Bu noktada yeri gelmişken ‘siyasetin ve siyasetçinin kısır döngüsüne’ bir göz atmakta yarar vardır. Hepimiz çok iyi biliyoruz ki, siyaset, dünyanın en gerçekçi yani rasyonel işlerinden biridir. Elbette ‘Türkiye gibi’ büyük bir ülkede, çok çeşitli insan tiplerinin dağılımından oluşan bir toplumda, ‘mutlaka iktidara gelme’ gibi bir amacınız eğer yoksa (ki hemen her siyasetçinin vardır) her türlü siyaseti yapabilir ve toplumda da bir karşılığınızın olduğunu söyleyebilirsiniz. Örneğin; kanarya sevenler partisi kurabilir, ülkeye böyle hizmet vereceğinizi açıklayarak belli bir oranda oy bile alabilirsiniz. Bu durum, sizin toplumda bir karşılığınızın olduğunu gösterse bile, bu durum etkin bir siyaset için asla yeterli değildir.

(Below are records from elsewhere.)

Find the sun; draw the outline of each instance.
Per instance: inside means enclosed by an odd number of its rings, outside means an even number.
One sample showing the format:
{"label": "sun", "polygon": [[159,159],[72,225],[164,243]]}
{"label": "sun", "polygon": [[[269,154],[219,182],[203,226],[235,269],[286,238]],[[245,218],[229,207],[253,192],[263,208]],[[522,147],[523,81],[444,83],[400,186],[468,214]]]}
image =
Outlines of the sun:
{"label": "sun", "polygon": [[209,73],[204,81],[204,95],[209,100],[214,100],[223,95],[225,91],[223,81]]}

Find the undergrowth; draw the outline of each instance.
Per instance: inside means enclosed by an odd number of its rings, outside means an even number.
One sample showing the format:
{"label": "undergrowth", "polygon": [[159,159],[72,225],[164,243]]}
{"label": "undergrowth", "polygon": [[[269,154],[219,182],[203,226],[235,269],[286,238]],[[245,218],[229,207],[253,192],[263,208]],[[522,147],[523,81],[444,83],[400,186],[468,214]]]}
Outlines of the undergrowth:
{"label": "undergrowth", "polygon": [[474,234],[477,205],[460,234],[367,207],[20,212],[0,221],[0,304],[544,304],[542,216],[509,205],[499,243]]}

‘Siyasetin toplumdaki karşılığı’ dendiğinde bence şunu anlamalı ve sormalıyız; ‘Toplumun nabzına göre şerbet veren siyasetlerin mi toplumda karşılığı vardır, yoksa dünyayı ve toplumsal vicdanı doğru okuyan siyasetlerin veya siyasetçilerin mi?’

Bana göre; Toplumun nabzına göre şerbet veren, idare-i maslahatçı veya günümüzdeki ifadesiyle ‘popülist politikalar ve politikacılar’ devri kapanmamıştır, oysa bu devrin kapanması zorunludur, hatta kaçınılmazdır. Aksi halde olaylara siyasetin dışından değil de tam içinden bakanlar, bu ülkede ideolojik, etnik ve dinsel temelli siyasetlerin de bir geleceğinin olmadığını asla göremezler…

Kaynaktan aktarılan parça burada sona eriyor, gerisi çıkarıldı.